Chion was quiet for a moment.
"I'm saying you're not the one with objectives to meet, Violet. You want a weapon? Fine. You want a tool? You can have it. So long as you're willing to pay the right price."
Silence stretched between them.
Her throat tightened despite herself. "Which is?"
Chion considered the question for exactly one breath. "The same one you wished to impose on me," he said simply. "Unconditional. No questions. No hesitation. When I call, you come. What I ask, you do." He held her gaze. "As I would for you."
Violet went completely still.
"That's a very dangerous agreement." Uncertainty laced every syllable, her better judgment screaming caution. "You're a schemer, Chion. By nature and by preference. And your methods are not what anyone would call gentle." She leaned forward slightly, elbows resting on the table. "So what stops you from dragging me to hell? From overexploiting what I offer? From wringing every last use from this arrangement," her voice dropped, "and burning me the moment I no longer fit your frame?"

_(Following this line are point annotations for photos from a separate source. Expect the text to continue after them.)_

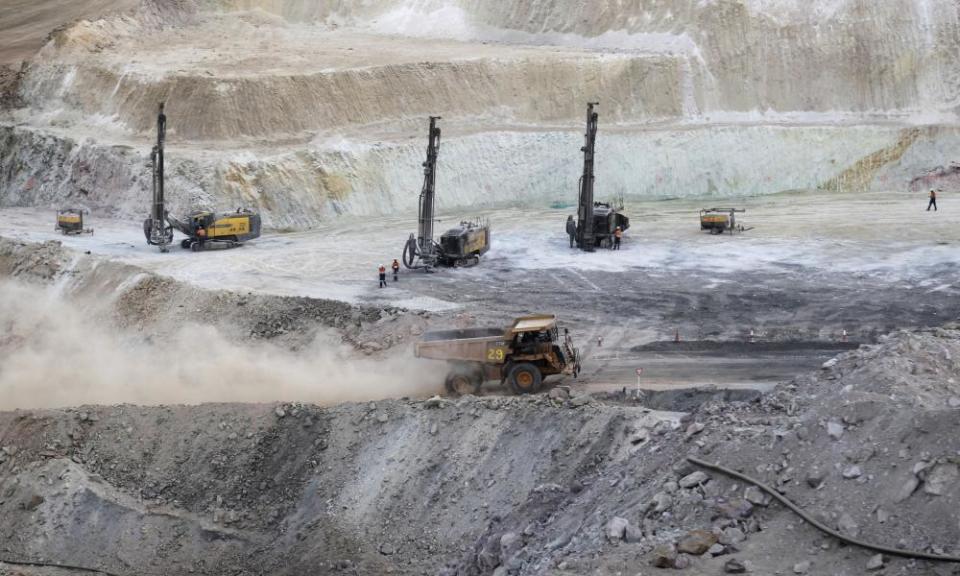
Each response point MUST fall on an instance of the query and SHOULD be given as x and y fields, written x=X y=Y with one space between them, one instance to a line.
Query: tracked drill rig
x=203 y=229
x=156 y=228
x=460 y=246
x=596 y=221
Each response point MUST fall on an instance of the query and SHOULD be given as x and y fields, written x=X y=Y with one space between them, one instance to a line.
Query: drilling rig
x=156 y=228
x=596 y=221
x=204 y=230
x=460 y=246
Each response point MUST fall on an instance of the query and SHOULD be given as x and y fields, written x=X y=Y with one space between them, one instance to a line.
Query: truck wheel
x=462 y=382
x=525 y=379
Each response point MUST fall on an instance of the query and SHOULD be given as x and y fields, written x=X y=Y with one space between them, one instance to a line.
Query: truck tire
x=462 y=381
x=525 y=378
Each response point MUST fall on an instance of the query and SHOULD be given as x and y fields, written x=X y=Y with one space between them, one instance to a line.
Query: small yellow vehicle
x=70 y=222
x=720 y=220
x=520 y=356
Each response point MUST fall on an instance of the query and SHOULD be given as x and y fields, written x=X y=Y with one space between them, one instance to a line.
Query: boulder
x=664 y=556
x=875 y=562
x=852 y=472
x=696 y=542
x=941 y=479
x=734 y=566
x=632 y=534
x=616 y=528
x=835 y=430
x=510 y=544
x=694 y=479
x=755 y=496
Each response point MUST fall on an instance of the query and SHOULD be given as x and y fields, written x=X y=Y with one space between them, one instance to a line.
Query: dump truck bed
x=470 y=345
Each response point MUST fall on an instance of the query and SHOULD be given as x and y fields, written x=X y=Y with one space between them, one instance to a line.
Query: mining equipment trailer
x=70 y=222
x=203 y=230
x=720 y=220
x=596 y=221
x=459 y=246
x=520 y=356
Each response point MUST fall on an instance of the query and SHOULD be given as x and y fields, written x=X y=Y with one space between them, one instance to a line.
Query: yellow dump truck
x=719 y=220
x=520 y=356
x=70 y=221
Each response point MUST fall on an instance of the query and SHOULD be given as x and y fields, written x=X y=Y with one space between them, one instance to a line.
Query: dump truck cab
x=521 y=356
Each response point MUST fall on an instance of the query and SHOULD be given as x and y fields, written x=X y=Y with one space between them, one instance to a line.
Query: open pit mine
x=479 y=288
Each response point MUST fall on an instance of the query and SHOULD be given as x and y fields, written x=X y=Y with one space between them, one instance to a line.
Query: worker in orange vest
x=201 y=234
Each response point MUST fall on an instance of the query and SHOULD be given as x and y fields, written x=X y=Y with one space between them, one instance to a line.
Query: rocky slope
x=310 y=111
x=546 y=485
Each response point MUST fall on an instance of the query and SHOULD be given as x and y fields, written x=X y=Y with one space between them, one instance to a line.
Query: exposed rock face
x=309 y=126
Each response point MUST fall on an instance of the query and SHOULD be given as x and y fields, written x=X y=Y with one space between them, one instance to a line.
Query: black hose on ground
x=58 y=566
x=818 y=525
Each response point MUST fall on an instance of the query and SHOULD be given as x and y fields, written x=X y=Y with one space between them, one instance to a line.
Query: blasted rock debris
x=268 y=489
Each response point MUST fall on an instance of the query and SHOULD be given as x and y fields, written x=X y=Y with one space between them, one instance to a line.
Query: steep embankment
x=309 y=110
x=524 y=486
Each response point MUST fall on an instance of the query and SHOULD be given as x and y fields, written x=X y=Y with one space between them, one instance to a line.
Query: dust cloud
x=53 y=355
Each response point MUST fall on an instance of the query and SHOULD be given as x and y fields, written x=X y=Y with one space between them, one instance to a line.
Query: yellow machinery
x=720 y=220
x=521 y=356
x=203 y=230
x=70 y=221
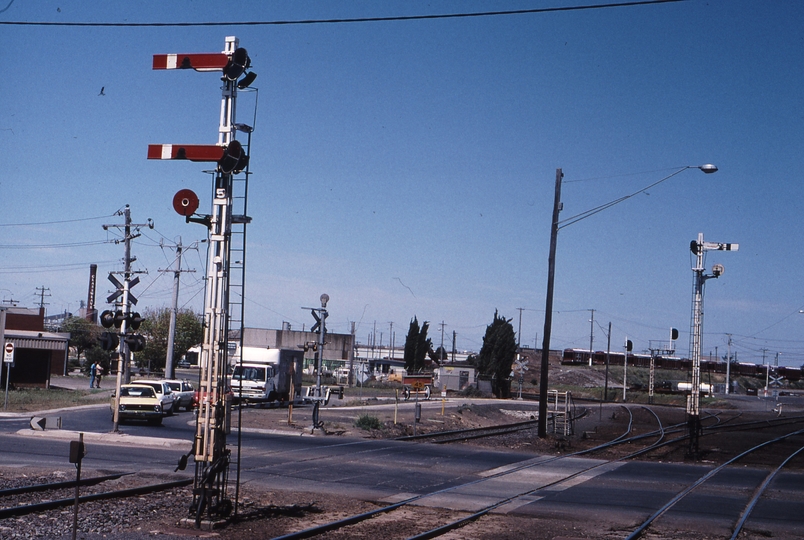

The question settled between them like smoke after a flame goes out.
Chion did not hesitate.
"Nothing."
"Nothing at all."
---
Violet said nothing. The words were not a threat. They were worse—they were honest. The particular honesty of someone who had never needed to dress cruelty in kindness, because the cruelty itself was the courtesy.
Then he continued, unhurried. "But isn't that precisely why we're still negotiating?" His head tilted slightly. "The door remains open. Additional clauses. Conditions. Whatever would make this feel less like standing at the edge of something without a rope. "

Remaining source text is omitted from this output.